Hydnellum scrobiculatum
Description
Hydnellum scrobiculatum is an inedible tooth fungus in the family Bankeraceae. It can be recognized by a fibrillose to pitted-scaly, brown to reddish-brown cap with paler, often zonate margin, short buff-brown spines, brown to reddish-brown context tissues, and a mild or faintly farinaceous odor and taste. Often there are so many fruit bodies in proximity that the caps and even the stems become fused; however, when well-spaced they produce rosettes with colorful ridged margins and contrasting centers.
Widely distributed in the Northern Hemisphere, it is found in Asia, Europe, and North America.
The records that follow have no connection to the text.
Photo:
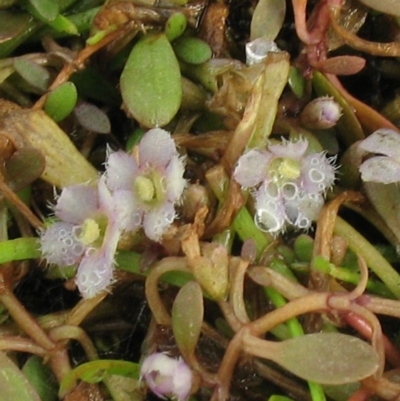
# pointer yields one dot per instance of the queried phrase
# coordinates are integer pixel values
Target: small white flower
(385, 168)
(149, 184)
(167, 377)
(86, 234)
(287, 183)
(321, 113)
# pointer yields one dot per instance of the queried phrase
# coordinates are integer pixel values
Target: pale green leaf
(267, 19)
(187, 317)
(61, 101)
(151, 84)
(13, 384)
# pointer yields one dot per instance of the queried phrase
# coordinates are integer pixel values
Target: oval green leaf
(13, 384)
(92, 118)
(12, 25)
(328, 358)
(175, 26)
(46, 10)
(267, 19)
(96, 371)
(41, 378)
(187, 317)
(192, 50)
(61, 101)
(151, 84)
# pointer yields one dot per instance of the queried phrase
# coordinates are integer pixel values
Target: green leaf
(13, 384)
(33, 73)
(92, 118)
(327, 358)
(12, 25)
(40, 376)
(61, 101)
(192, 50)
(151, 84)
(175, 26)
(45, 10)
(187, 317)
(267, 19)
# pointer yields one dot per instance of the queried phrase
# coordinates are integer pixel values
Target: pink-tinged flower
(86, 234)
(167, 377)
(148, 183)
(321, 113)
(287, 183)
(385, 168)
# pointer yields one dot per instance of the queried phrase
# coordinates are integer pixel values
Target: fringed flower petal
(317, 173)
(157, 221)
(270, 211)
(156, 148)
(128, 211)
(251, 169)
(60, 246)
(95, 272)
(120, 169)
(76, 203)
(175, 184)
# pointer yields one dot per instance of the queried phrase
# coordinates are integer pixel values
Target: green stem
(293, 324)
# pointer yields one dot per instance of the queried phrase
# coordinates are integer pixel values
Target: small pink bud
(321, 113)
(167, 377)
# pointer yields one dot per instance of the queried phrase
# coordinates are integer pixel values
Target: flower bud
(167, 377)
(321, 113)
(258, 49)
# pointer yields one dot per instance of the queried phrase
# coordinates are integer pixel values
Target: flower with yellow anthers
(287, 182)
(86, 234)
(148, 183)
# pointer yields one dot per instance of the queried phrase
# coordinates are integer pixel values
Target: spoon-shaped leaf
(151, 84)
(92, 118)
(46, 10)
(187, 317)
(267, 19)
(13, 384)
(96, 371)
(326, 358)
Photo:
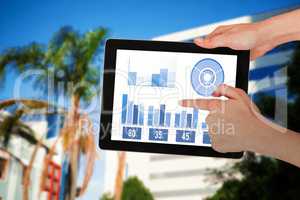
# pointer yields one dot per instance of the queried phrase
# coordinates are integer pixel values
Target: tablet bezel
(112, 45)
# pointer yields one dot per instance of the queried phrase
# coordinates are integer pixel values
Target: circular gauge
(206, 76)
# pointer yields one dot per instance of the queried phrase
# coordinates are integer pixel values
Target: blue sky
(22, 22)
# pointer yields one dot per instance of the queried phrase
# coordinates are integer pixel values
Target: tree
(69, 62)
(12, 124)
(133, 189)
(262, 177)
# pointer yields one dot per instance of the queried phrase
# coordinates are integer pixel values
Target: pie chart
(206, 76)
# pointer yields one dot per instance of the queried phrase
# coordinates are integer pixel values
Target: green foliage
(266, 178)
(133, 189)
(68, 60)
(107, 196)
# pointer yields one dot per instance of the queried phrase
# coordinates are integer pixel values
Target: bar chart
(162, 79)
(134, 114)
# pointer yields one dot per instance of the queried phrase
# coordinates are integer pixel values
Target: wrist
(279, 29)
(262, 134)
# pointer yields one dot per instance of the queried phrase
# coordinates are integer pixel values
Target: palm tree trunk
(73, 122)
(120, 175)
(27, 173)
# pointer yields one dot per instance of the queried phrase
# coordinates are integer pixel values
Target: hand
(233, 124)
(239, 37)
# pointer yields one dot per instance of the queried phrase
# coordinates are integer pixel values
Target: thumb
(211, 42)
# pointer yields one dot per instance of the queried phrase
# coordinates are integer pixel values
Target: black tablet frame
(112, 45)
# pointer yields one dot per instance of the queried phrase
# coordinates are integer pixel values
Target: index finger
(203, 104)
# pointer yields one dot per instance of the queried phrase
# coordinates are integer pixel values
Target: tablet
(142, 85)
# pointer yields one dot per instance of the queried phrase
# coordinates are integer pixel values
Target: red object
(52, 184)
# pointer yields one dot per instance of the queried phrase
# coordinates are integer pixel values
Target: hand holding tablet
(143, 83)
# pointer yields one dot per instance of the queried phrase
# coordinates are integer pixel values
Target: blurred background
(51, 64)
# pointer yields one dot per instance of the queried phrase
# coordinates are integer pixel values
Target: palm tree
(69, 62)
(11, 124)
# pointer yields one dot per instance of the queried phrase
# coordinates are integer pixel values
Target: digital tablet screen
(149, 86)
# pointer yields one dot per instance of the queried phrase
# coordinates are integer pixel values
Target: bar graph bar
(135, 114)
(141, 115)
(162, 115)
(195, 118)
(150, 115)
(157, 116)
(132, 76)
(183, 119)
(177, 120)
(162, 79)
(124, 107)
(168, 119)
(189, 120)
(130, 113)
(155, 81)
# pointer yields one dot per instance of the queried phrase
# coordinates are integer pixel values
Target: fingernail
(181, 102)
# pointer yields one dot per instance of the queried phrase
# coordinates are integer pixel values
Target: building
(15, 159)
(171, 177)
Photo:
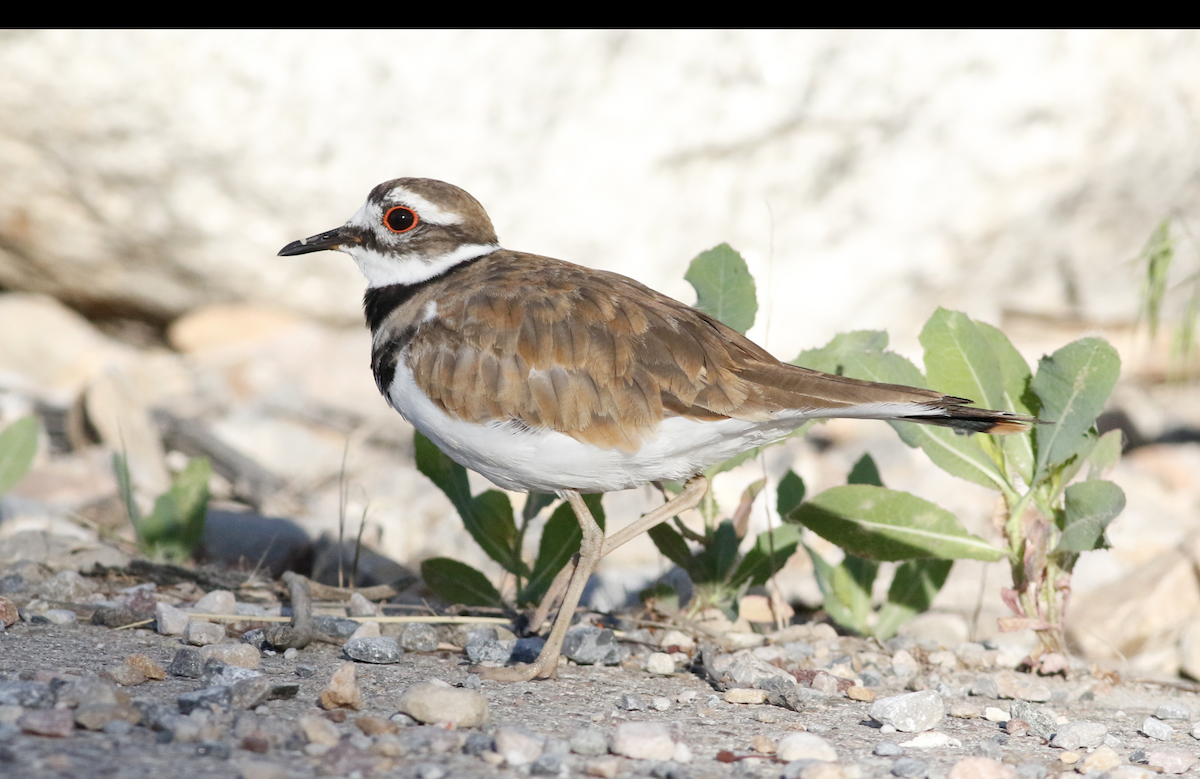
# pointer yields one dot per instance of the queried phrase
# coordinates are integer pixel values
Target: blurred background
(150, 178)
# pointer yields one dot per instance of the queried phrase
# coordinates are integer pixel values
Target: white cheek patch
(426, 210)
(412, 268)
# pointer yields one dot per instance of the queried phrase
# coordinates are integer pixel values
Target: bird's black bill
(333, 239)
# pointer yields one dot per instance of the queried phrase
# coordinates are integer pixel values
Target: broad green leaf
(490, 521)
(535, 503)
(832, 357)
(957, 454)
(886, 525)
(846, 589)
(1019, 447)
(18, 444)
(671, 544)
(1089, 508)
(1105, 454)
(790, 493)
(460, 583)
(125, 490)
(865, 472)
(768, 555)
(559, 540)
(959, 360)
(911, 593)
(712, 564)
(724, 287)
(442, 471)
(1073, 385)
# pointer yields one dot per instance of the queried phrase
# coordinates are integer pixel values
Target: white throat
(383, 270)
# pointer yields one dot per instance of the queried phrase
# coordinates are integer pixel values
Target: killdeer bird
(551, 377)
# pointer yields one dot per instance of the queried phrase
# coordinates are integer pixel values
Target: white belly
(547, 461)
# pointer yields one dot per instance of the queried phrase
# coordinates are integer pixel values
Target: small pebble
(199, 633)
(419, 636)
(659, 663)
(517, 745)
(643, 741)
(981, 768)
(1156, 729)
(1171, 759)
(431, 702)
(743, 695)
(342, 689)
(912, 712)
(219, 601)
(379, 649)
(805, 747)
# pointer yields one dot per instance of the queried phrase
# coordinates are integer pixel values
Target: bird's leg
(557, 587)
(693, 492)
(591, 549)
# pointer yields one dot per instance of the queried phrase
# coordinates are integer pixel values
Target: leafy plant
(490, 520)
(174, 529)
(18, 444)
(1049, 516)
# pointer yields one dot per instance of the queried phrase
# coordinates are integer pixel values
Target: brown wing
(604, 359)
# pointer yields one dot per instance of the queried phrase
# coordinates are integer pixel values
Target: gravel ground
(550, 727)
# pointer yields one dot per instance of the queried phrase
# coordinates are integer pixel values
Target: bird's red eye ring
(400, 219)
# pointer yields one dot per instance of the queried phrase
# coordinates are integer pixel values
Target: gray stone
(419, 636)
(168, 619)
(439, 702)
(203, 699)
(911, 712)
(489, 649)
(589, 742)
(803, 745)
(1173, 709)
(517, 745)
(375, 649)
(1156, 729)
(1043, 723)
(187, 663)
(588, 645)
(1074, 736)
(910, 768)
(28, 694)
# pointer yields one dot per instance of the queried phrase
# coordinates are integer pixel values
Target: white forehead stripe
(425, 209)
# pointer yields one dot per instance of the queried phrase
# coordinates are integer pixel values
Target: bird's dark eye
(400, 219)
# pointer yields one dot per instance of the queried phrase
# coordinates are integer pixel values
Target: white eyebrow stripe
(425, 209)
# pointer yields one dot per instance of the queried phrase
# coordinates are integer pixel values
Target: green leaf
(490, 521)
(442, 471)
(790, 493)
(18, 444)
(865, 472)
(1073, 385)
(846, 589)
(959, 359)
(1089, 509)
(561, 539)
(724, 287)
(768, 555)
(460, 583)
(911, 593)
(487, 516)
(1018, 376)
(957, 454)
(886, 525)
(671, 544)
(1105, 454)
(832, 357)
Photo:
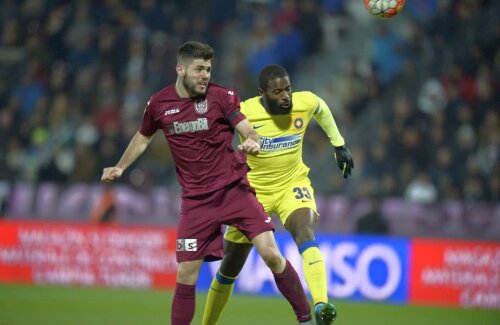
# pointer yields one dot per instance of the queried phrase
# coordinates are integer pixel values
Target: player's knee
(273, 258)
(302, 235)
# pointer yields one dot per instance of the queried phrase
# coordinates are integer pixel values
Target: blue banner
(358, 268)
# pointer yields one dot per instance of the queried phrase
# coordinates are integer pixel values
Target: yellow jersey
(280, 158)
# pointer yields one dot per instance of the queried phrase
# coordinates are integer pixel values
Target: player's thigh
(233, 235)
(298, 195)
(199, 234)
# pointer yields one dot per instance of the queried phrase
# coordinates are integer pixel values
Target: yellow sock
(314, 271)
(220, 291)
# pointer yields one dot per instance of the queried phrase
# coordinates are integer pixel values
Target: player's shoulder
(305, 95)
(307, 100)
(221, 91)
(251, 105)
(166, 93)
(251, 101)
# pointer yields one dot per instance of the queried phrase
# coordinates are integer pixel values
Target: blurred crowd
(75, 77)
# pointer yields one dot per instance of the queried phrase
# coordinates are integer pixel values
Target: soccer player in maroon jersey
(198, 119)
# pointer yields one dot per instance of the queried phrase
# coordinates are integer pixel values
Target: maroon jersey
(200, 134)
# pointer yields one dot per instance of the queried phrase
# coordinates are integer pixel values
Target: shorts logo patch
(187, 245)
(298, 123)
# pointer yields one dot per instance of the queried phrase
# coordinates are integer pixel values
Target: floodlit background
(416, 97)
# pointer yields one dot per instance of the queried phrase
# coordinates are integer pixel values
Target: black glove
(344, 160)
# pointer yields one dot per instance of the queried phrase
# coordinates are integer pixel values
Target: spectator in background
(421, 189)
(373, 222)
(105, 210)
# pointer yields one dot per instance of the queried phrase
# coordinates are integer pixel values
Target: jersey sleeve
(232, 108)
(324, 117)
(148, 125)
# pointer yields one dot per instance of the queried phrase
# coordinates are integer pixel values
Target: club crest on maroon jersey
(201, 106)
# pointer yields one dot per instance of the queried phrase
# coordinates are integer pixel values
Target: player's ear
(180, 70)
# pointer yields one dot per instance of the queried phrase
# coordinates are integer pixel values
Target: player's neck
(181, 90)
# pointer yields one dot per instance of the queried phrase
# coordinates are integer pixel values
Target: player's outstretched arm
(135, 148)
(251, 144)
(343, 156)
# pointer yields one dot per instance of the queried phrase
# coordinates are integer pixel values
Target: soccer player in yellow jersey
(279, 177)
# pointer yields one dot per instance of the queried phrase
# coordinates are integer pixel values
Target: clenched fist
(249, 146)
(109, 174)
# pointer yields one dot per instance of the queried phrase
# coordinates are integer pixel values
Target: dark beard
(274, 109)
(191, 89)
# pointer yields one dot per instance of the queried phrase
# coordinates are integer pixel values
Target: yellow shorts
(299, 194)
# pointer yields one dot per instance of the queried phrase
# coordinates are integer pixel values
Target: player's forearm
(253, 135)
(247, 132)
(325, 119)
(135, 148)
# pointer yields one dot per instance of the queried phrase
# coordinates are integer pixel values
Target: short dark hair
(271, 72)
(194, 50)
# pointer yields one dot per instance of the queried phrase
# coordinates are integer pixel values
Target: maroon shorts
(200, 229)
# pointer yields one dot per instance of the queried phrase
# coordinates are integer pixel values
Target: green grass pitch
(51, 305)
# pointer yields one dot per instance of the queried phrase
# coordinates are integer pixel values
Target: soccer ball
(384, 8)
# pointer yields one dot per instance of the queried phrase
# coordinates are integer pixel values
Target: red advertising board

Common names: Ridged Tooth, Rough Hydnellum.
Mushroom Identification
Cap
The cap initially flat-topped becoming slightly funnel-shaped with a thin margin; 3 to 6cm in diameter and 1 to 3cm tall; cap flesh thin (<2mm); upper surface concentrically zoned; pink at the margin, darker reddish-brown or rusty cinnamon in the center; cap flesh tough and fibrous.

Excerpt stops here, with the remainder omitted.